In other words, if a paid ticket from JFK-LAX is $125 and the mileage cost is 12,500 you can use your Chase points at a value of 1.5 cents each and book the ticket for 8.3K points. Note that your spending earns more than 1.5% back as you also earn between 1.5-5 points per dollar spent.
If a last minute paid ticket from Cleveland to NYC is $500 and the mileage cost is 7,500 BA Avios (for travel on American) or 7,500 Avianca Lifemiles (for travel on United ) you can transfer your AMEX/Chase points into airline miles and realize a value of 6.7 cents per point. As you can earn between 1.5-5 points per dollar everywhere that means you earned between 10.05%-33.5% towards paid travel. One-way travel, last-minute tickets, and premium cabin travel often offer great values for your points.
You can use partner mileage programs, like Air Canada, ANA, Avianca, Singapore, and many more, to book travel on United for fewer miles than United charges. Same goes with Flying Blue or Virgin Atlantic for Delta travel and British Airways or AA travel.
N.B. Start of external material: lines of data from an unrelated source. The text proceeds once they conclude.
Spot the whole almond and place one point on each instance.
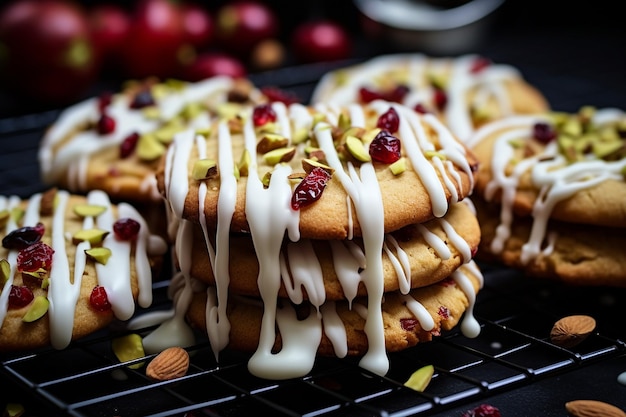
(171, 363)
(592, 408)
(571, 330)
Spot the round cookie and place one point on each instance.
(568, 167)
(576, 254)
(414, 256)
(252, 182)
(113, 142)
(46, 228)
(340, 329)
(466, 91)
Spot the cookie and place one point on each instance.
(263, 161)
(414, 256)
(113, 142)
(339, 329)
(66, 271)
(465, 91)
(555, 169)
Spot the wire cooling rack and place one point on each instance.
(512, 364)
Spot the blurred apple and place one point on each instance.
(243, 24)
(210, 64)
(46, 53)
(319, 41)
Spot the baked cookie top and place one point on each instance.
(297, 333)
(113, 142)
(69, 265)
(414, 256)
(568, 167)
(465, 91)
(325, 170)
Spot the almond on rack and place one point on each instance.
(172, 363)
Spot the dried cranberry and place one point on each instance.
(20, 296)
(310, 189)
(479, 64)
(35, 257)
(126, 229)
(408, 324)
(23, 237)
(142, 99)
(262, 114)
(543, 132)
(483, 410)
(385, 148)
(441, 99)
(105, 125)
(128, 145)
(282, 96)
(99, 299)
(389, 120)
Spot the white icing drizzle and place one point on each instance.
(550, 173)
(415, 70)
(65, 282)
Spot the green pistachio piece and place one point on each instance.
(271, 141)
(128, 348)
(93, 236)
(244, 163)
(276, 156)
(149, 148)
(398, 167)
(37, 309)
(5, 271)
(357, 149)
(204, 169)
(99, 254)
(88, 210)
(420, 379)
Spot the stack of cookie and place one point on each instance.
(551, 194)
(331, 230)
(465, 92)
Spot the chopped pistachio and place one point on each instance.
(204, 169)
(37, 309)
(420, 379)
(93, 236)
(357, 149)
(398, 167)
(88, 210)
(275, 156)
(99, 254)
(128, 348)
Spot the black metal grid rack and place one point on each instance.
(511, 365)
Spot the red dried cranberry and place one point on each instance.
(282, 96)
(483, 410)
(106, 124)
(440, 98)
(35, 257)
(479, 64)
(142, 99)
(385, 148)
(104, 100)
(126, 229)
(389, 120)
(310, 189)
(262, 114)
(23, 237)
(20, 296)
(408, 324)
(99, 299)
(543, 132)
(128, 145)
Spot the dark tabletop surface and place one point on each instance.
(575, 53)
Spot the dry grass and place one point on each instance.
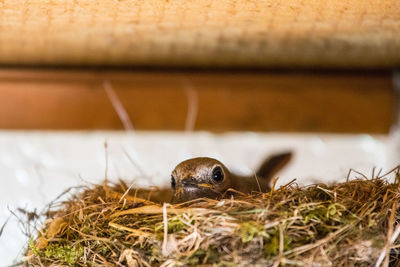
(355, 223)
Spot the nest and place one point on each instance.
(355, 223)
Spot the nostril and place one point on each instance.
(188, 181)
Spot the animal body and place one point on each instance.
(207, 177)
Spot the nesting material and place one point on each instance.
(355, 223)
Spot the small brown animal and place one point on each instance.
(207, 177)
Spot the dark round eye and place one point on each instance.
(218, 174)
(173, 182)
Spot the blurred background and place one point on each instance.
(163, 81)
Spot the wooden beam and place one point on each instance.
(227, 101)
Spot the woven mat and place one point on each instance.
(268, 33)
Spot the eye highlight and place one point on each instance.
(218, 174)
(173, 182)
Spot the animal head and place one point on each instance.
(199, 177)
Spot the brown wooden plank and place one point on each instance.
(157, 100)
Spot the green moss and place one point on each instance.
(250, 230)
(175, 224)
(272, 244)
(64, 253)
(33, 247)
(202, 256)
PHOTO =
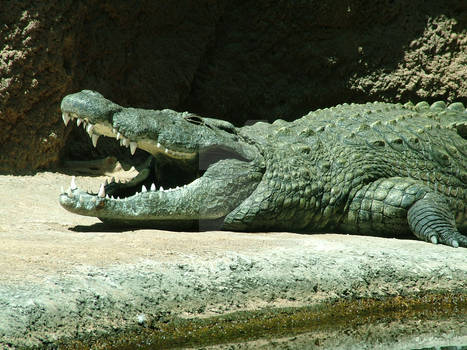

That’s why even in an era of devaluations I’ll still be using mileage cards over cashback cards. At least until all of the transferable airline and hotel programs go full JetBlue/Southwest by directly tying the award cost of a ticket to the paid price, which would kill the ability to earn that outsized value. There’s no doubt that outsized values are becoming harder to obtain, but I don’t see it going that far. Of course only time will tell.
Will devaluations change your spending strategy?